Starting with WebMCP

If you are following AI-related technology news, you are certainly aware of the permanent excitement. On a typical morning, a new frontier model by Anthropic is released and every second post on X talks about how this is “changing everything”. And everything is changed again after your lunch break when OpenAI launches its new model. Later that day, you find out that everything was disrupted again by a new Chinese open-weight model with a name that reminds you of the slightly suspicious product brand on Temu.

Through all the buzz, it is hard to recognize the really interesting news which could really have an impact. In my eyes, WebMCP falls into this category. WebMCP is the proposal for a new browser JavaScript interface and a standard for HTML attributes meant for providing context to AI agents. You can think of it as an extension to web applications which allows AI agents to understand how to interact with it.

But can’t agents already interact with webpages? Yes, there are different approaches to how agents are browsing the web today. The authors of the Draft list existing web automation techniques and explain that WebMCP is an additional layer for agents. In the announcement of WebMCP in the Chrome developer blog, André Cipriani Bandarra expects WebMCP to improve “speed, reliability, and precision” of agentic interactions. I would like to add that it will also make it cheaper to run agents.

Comparison to MCP and MCP Apps

This idea of making an application or a data source easily accessible for AI agents might sound familiar to you and the name already gives it away. The Model Context Protocol (MCP) is the established standard and you will find many similarities when reading the WebMCP Draft Community Group Report.
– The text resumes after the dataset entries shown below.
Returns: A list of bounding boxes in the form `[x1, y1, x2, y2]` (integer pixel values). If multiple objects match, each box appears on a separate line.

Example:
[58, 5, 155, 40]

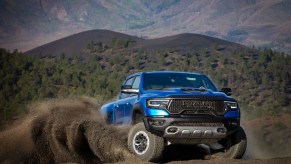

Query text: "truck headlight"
[147, 99, 169, 108]
[224, 101, 238, 110]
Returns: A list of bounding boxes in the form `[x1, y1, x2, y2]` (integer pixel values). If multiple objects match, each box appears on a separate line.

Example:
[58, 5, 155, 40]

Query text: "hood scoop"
[181, 86, 207, 92]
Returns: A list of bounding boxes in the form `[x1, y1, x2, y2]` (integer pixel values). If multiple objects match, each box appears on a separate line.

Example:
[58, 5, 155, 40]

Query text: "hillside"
[0, 0, 291, 53]
[0, 30, 291, 158]
[25, 30, 244, 58]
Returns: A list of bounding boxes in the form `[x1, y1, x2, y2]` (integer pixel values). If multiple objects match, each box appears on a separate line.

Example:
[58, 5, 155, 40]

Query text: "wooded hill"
[0, 39, 291, 120]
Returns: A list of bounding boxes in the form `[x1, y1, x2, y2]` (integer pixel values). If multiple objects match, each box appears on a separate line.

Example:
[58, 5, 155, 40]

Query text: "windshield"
[143, 73, 217, 92]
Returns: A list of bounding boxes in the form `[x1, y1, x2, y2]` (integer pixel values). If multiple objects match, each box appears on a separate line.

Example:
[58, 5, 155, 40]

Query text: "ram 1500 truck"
[101, 72, 247, 162]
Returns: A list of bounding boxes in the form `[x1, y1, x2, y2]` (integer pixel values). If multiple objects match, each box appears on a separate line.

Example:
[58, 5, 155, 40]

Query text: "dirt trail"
[0, 97, 134, 163]
[0, 97, 291, 163]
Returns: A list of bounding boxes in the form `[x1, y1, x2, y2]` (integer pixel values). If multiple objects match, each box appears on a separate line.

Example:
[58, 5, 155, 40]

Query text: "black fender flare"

An interesting aspect when comparing WebMCP and MCP is: Who/What is interacting with the technology and in which setting?
According to the goals of WebMCP, the technology tries to focus on the human-in-the-loop approach. The authors have in mind that those web applications will be used by users in cooperation with agents. WebMCP is designed to allow users to delegate tasks to the agent, while the user is present and can confirm/decline critical operations. Of course, this design goal of the proposal does not mean that human oversight will be required. If a web application is augmented using WebMCP, it is possible and likely that agents will operate it without human oversight. MCP is ambivalent regarding whether there is human oversight.

MCP Apps is an interesting extension to the MCP standard. It allows a classical MCP server to return UI widgets which are then rendered by the MCP client. Those widgets are interactive and able to trigger tool calls on the MCP server and the client can update the widgets’ state.

There is in fact much more to be said about the comparison between WebMCP, MCP and MCP Apps but I think this can wait for another time.

How do I get started?

If you want to try out WebMCP you need the following:

Chrome version 146
to activate the feature flag enable-webmcp-testing
to install the Model Context Tool Inspector extension
to get a Gemini API key which you can get from Google AI Studio

When you have this, head over to the demo page and open the sidebar provided by the extension. There you need to add your API key and then you are ready to operate the website via the text input field of the sidebar.

Where do I learn how to implement WebMCP?

If you want to find out how to develop your own web applications with WebMCP, here are all the resources I have found:

the Draft Community Group Report
their GitHub project
the GitHum project containing the code of the demos and tools including the extension
and then there is this Google Docs file

Conclusion

This is bleeding edge and the topic is not easy to approach currently. It will be very interesting to see how WebMCP develops and I can see a good chance that it will be a hot topic in the near future.